Several letters mention the illnesses of Anne of Denmark and the royal physician Theodore de Mayerne left extensive Latin notes describing his treatment of Anne of Denmark from 10 April 1612 to her death.[3] From September 1614 Anne was troubled by pain in her feet and swellings, which were a form of gout and dropsy and restricted her movements, as described in the letters of her chamberlain Viscount Lisle and the countesses of Bedford and Roxburghe.[4] She was well enough to go hunting in August 1617,[5] but later in the year, Anne's bouts of illness became debilitating. The letter writer John Chamberlain noted, "the Queen continues still ill disposed and though she would fain lay all her infirmities upon the gout yet most of her physicians fear a further inconvenience of an ill habit or disposition through her whole body."[6]

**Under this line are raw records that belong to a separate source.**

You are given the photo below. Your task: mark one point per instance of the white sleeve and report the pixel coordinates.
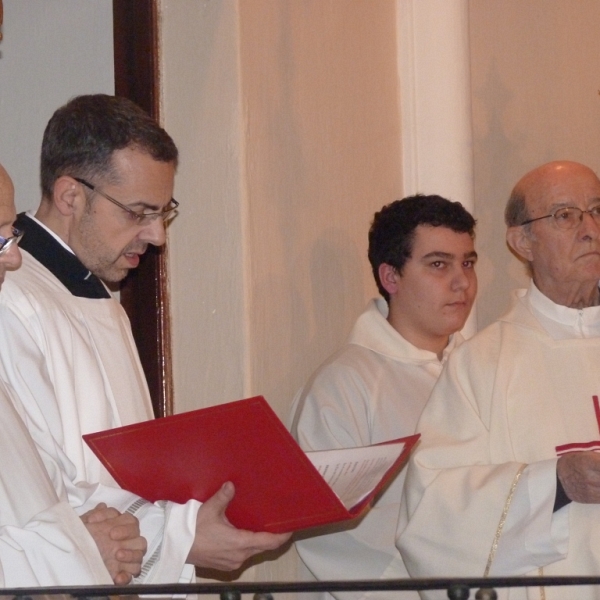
(533, 534)
(168, 529)
(454, 496)
(42, 540)
(332, 412)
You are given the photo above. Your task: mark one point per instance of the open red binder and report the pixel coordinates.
(190, 455)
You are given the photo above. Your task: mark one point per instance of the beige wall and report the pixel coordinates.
(322, 153)
(535, 68)
(287, 118)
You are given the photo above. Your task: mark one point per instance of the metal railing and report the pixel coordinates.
(457, 588)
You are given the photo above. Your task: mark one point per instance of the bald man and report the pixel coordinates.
(506, 480)
(42, 540)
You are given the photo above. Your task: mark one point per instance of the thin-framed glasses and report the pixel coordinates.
(140, 218)
(7, 243)
(569, 217)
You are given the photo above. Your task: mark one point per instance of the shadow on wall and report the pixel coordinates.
(497, 167)
(320, 322)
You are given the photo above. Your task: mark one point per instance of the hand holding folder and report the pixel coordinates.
(278, 489)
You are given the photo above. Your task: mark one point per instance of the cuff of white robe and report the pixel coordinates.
(554, 530)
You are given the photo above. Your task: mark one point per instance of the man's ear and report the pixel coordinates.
(519, 241)
(389, 278)
(67, 195)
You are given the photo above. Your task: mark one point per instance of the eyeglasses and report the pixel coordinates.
(140, 218)
(7, 243)
(569, 217)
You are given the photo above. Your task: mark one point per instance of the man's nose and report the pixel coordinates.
(589, 226)
(154, 233)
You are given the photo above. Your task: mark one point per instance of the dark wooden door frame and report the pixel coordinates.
(144, 293)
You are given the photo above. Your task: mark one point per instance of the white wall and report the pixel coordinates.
(535, 85)
(52, 50)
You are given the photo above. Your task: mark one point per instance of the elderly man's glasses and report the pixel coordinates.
(569, 217)
(7, 243)
(141, 218)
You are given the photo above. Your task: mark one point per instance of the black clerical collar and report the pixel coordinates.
(64, 265)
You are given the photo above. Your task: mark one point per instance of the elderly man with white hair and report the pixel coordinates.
(506, 480)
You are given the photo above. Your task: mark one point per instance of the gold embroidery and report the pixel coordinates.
(511, 493)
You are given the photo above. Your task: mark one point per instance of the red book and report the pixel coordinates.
(190, 455)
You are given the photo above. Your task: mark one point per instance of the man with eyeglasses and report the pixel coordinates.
(107, 174)
(507, 478)
(42, 540)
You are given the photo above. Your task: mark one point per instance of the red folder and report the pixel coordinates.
(190, 455)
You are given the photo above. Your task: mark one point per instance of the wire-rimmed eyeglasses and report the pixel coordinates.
(569, 217)
(7, 243)
(140, 218)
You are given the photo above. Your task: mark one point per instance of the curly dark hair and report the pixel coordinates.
(393, 229)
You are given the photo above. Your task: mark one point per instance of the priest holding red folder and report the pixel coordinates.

Anne of Denmark received "great good" from recipes provided by Walter Raleigh,[7] and wrote to King James in 1618 that he should not be executed.[8] She had a nosebleed at Oatlands in September 1618 that confined her to bed and disrupted her travel plans.[9] Lucy, Countess of Bedford, thought it had weakened her, and she appeared "dangerously ill".[10] In November, a comet was interpreted as a portent of her death, but she was reported to be in good health and had watched a fox hunt from her bedroom window.[11]
Death at Hampton Court
In January 1619, Mayerne instructed Anne to saw wood to improve her blood flow, but the exertion served to make her worse. Mayerne attributed the queen's ill-health to her cold and northerly upbringing.[12] Anne moved to Hampton Court and was attended by Mayerne, Henry Atkins, and, according to Gerard Herbert, Turner, a physician recommended by Walter Raleigh.[13] Her brother, Christian IV of Denmark wrote to Mayerne, thanking him for his work. Christian IV also wrote to Anne's companion, Lady Grey of Ruthin, to encourage Anne who was thought to be melancholy and solitary.[14]

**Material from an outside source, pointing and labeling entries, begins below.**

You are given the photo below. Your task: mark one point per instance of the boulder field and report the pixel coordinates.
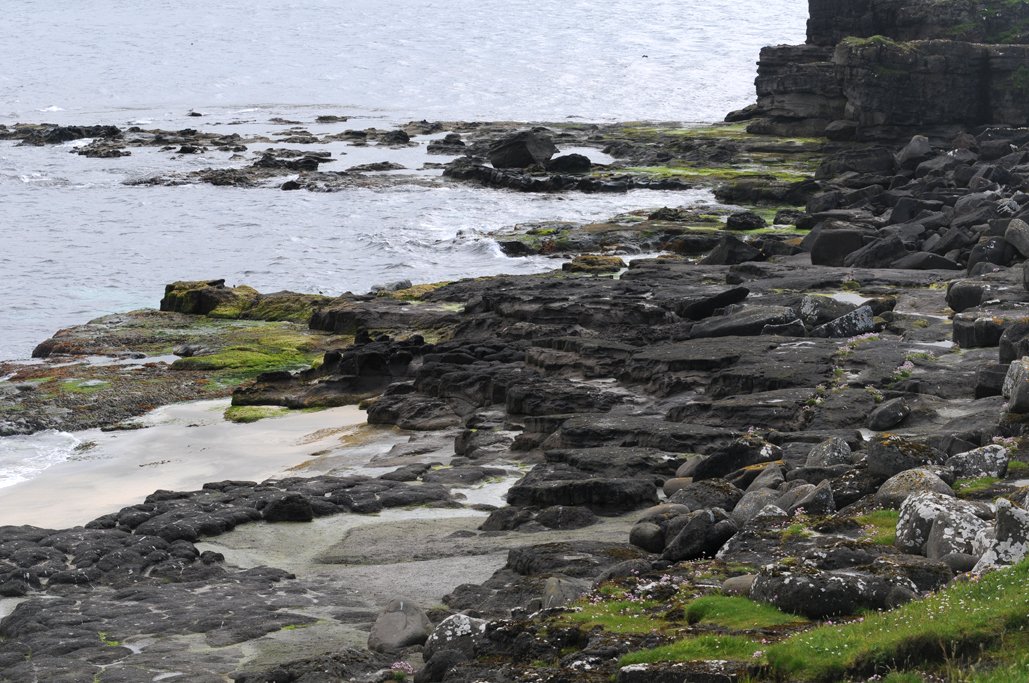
(827, 424)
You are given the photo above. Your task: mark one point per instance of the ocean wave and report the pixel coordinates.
(22, 458)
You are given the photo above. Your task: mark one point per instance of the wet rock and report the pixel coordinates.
(752, 503)
(594, 263)
(1010, 544)
(888, 415)
(919, 511)
(707, 494)
(858, 321)
(457, 632)
(745, 220)
(291, 507)
(522, 150)
(732, 250)
(647, 536)
(557, 484)
(954, 532)
(818, 500)
(895, 490)
(749, 320)
(892, 456)
(702, 536)
(560, 516)
(402, 623)
(575, 164)
(834, 451)
(987, 461)
(560, 590)
(818, 595)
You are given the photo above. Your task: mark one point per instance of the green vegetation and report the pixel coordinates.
(717, 174)
(248, 414)
(1017, 469)
(795, 532)
(254, 350)
(974, 486)
(83, 386)
(106, 640)
(285, 307)
(694, 649)
(415, 292)
(618, 616)
(959, 620)
(737, 613)
(1020, 80)
(880, 526)
(876, 41)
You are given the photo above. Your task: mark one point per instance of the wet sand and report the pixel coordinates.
(184, 446)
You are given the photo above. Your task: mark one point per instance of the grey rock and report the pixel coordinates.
(1012, 542)
(739, 585)
(987, 461)
(832, 451)
(647, 536)
(560, 590)
(1017, 235)
(919, 511)
(707, 494)
(752, 503)
(858, 321)
(703, 536)
(458, 632)
(954, 531)
(895, 490)
(402, 623)
(817, 501)
(889, 415)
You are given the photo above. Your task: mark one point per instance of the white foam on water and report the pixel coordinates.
(22, 458)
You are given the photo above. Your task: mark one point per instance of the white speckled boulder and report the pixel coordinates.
(1012, 542)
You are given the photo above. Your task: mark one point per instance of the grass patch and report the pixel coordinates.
(617, 616)
(248, 414)
(974, 486)
(735, 612)
(696, 649)
(256, 349)
(957, 620)
(83, 386)
(1017, 469)
(107, 640)
(880, 526)
(795, 532)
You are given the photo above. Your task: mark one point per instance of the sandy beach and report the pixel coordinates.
(183, 446)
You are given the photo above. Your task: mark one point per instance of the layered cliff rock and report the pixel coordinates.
(883, 69)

King James and Prince Charles were anxious that Anne should make a will, but she would not co-operate. According to a letter describing the queen's last days, "Pira, and the Dutch woman that serves her" were the queen's closest attendants at the deathbed, mostly excluding other courtiers from her presence. These two attendants were probably the French servant Piero Hugon and the Danish chambererAnna Kaas. The queen's symptoms included a "flux" and a cough, which seemed to be a consumption.[15]
She died in the same room as Jane Seymour, where she had installed her favourite bed, after calling for a glass of Rhenish wine and then a glass of water.[16] The ladies in waiting and female aristocrats attending in the final days were the Countess of Arundel, the Countess of Bedford, Lady Ruthin, Lady Cary, and the Countess of Derby.[17] Danish Anna was with her at her last moments, and it was said the queen became blind shortly before her death.[18]
The comet
King James remained at Theobalds, and was unwell himself. He recovered and wrote a poem, comparing Anne's life to the appearance of the great comet in 1618:[19]

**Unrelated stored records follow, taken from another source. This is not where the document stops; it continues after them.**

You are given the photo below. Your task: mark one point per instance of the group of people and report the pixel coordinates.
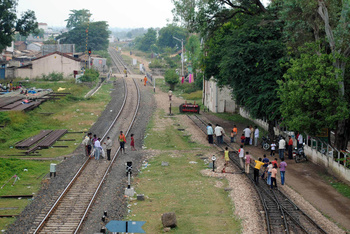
(93, 146)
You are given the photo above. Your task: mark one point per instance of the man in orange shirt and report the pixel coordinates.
(290, 148)
(234, 133)
(122, 141)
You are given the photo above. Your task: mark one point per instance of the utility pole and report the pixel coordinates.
(182, 54)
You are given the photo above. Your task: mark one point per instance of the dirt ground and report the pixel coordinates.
(305, 179)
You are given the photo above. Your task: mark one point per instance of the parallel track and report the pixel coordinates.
(71, 207)
(282, 215)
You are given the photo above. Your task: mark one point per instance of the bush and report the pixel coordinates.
(90, 75)
(54, 76)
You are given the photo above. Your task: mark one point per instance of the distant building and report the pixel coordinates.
(54, 62)
(218, 99)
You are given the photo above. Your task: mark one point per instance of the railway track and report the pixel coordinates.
(281, 214)
(72, 206)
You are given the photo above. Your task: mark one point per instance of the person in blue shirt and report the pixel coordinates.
(210, 133)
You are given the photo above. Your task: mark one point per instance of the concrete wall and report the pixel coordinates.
(217, 99)
(49, 64)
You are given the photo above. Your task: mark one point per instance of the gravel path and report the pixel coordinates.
(65, 170)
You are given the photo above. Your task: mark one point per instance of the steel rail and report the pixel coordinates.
(54, 206)
(110, 165)
(283, 209)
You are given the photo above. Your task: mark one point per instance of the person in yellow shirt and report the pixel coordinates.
(258, 165)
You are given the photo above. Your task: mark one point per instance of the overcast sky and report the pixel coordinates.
(118, 13)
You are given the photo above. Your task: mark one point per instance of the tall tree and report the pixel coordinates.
(77, 18)
(9, 23)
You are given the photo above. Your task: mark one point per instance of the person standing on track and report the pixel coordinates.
(108, 144)
(281, 147)
(122, 141)
(290, 148)
(247, 162)
(241, 156)
(234, 133)
(274, 176)
(98, 148)
(210, 133)
(258, 165)
(132, 142)
(283, 166)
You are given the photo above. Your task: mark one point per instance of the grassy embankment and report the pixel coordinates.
(200, 207)
(72, 112)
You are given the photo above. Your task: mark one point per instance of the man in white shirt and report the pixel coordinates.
(108, 144)
(281, 147)
(219, 131)
(247, 133)
(256, 136)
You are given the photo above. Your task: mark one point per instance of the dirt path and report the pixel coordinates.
(304, 178)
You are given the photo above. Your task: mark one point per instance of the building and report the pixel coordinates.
(54, 62)
(218, 99)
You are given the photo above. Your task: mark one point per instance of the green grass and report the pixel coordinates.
(30, 179)
(341, 187)
(200, 207)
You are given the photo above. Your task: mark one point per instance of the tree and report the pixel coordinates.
(147, 40)
(77, 18)
(98, 36)
(10, 24)
(245, 54)
(167, 34)
(171, 78)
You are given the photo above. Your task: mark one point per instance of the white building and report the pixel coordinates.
(217, 99)
(54, 62)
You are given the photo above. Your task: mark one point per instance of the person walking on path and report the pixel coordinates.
(122, 141)
(269, 168)
(281, 147)
(241, 156)
(274, 176)
(235, 131)
(251, 135)
(258, 165)
(132, 142)
(266, 163)
(256, 136)
(247, 162)
(87, 142)
(210, 133)
(283, 166)
(170, 94)
(219, 132)
(98, 148)
(247, 135)
(300, 141)
(108, 144)
(226, 156)
(290, 148)
(273, 149)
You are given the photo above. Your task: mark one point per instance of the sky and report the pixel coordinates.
(118, 13)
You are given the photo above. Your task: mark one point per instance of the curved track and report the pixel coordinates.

Thee to invite the great God sent his star,
Whose friends they run the race of men and die
Death serves but to refine their majesty
So did my queen from hence her court remove
She's changed, not dead, for sure no good prince dies,
Anne's body was embalmed by the apothecary Lewis Lemire and sealed in a lead coffin by Abraham Green, the sergeant plumber,[22] and on 9 March taken by barge to Somerset House,[23] sometimes called "Denmark House", where she lay in state attended by her ladies in waiting.[24] The queen's lodgings were draped with black cloth and her bedchamber with black velvet.[25] A tournament or tilt on 24 March to mark the anniversary of the accession of James VI and I was cancelled.[26]
Lady Anne Clifford sat by the queen's body on 19 April, and afterwards took her cousin on a tour of the palace. She watched the body all through the night of 23 April, with Lady Elizabeth Gorges and others.[27]
A large of number of heraldic pennants and banners were made by the workshop of the painter John de Critz for use at Denmark House and at the Abbey. The display included the arms of the House of Oldenburg and her wider family connections.[28] There had been a similar display celebrating her ancestry and lineage outside St Giles at her Scottish coronation in May 1590.[29]
Funeral
King James ordered the funeral should be "most honourably solemnized and in such manner in all things as was Queen Elizabeth's late Queen of England".[31] The cost of the funeral has been estimated at £30,000.[32] The expenses were managed by Lionel Cranfield, and the costs of black mourning cloth seem to have been the cause of the delay, until 13 May.[33]
Maximilian Colt made a life-like effigy of the queen for use at Denmark House and during the service in Westminster Abbey.[34] The naturalistic effigy, called a "representation" was clothed in crimson robes and a crimson velvet gown, and a "pair of bodies" or stays.[35] The crown and a sceptre for the effigy were probably painted and gilded by John de Critz.[36]Dorothy Speckard dressed the effigy's head with a veil edged with lace.[37] The costume of this "representation" was perfumed by Mary Cob with musk, civet, and ambergris.[38]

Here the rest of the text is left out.